Ao longo do tempo, leis foram sendo aprovadas, retirando cada vez mais direitos dos negros e garantindo privilégios aos brancos. Os negros perderam, inclusive, a permissão para votar, o que fez com que esse partido continuasse no poder por tanto tempo. Internacionalmente, o regime era muito malvisto.

Vários países e a ONU sancionaram o governo sul-africano, como forma de pressioná-lo em favor do fim das divisões raciais. A população também sempre se manifestou contrária, mas era reprimida violentamente pela polícia, que efetivava verdadeiros massacres. Uma das maiores lideranças de oposição foi Nelson Mandela, que ficou preso por 27 anos.

O processo de extinção do Apartheid foi longo e só começou, efetivamente, em 1989, com pequenas reformas no governo de Frederik de Klerk, em diálogo com negros e negras. A presidência seguinte foi de Mandela (o primeiro presidente negro eleito na primeira eleição multirracial do país), que oficializou o encerramento definitivo do Apartheid, com mudanças constitucionais e tantas outras. Contudo, não foi isento de críticas.
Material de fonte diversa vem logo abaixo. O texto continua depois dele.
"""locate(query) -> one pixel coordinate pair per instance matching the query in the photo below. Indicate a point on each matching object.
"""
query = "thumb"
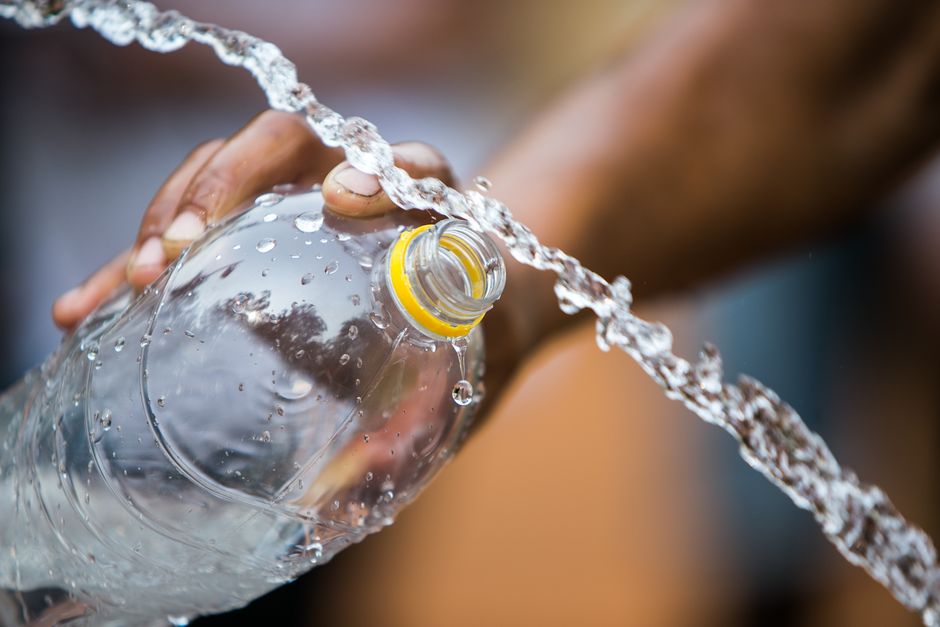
(349, 192)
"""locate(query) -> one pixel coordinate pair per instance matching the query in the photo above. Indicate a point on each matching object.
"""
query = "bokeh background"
(588, 498)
Saiba mais: Segregação racial — exclusão sociopolítica baseada em fatores étnicos

Tópicos deste artigo

O que foi o Apartheid?

O nome Apartheid vem do africâner (língua que tem influência de diversas outras, como inglesa e holandesa) e significa, literalmente, “separação”. Esse foi um regime político que segregou negros e brancos, na África do Sul, durante mais de 40 anos (de 1948 a 1994), por isso chamado de segregacionista.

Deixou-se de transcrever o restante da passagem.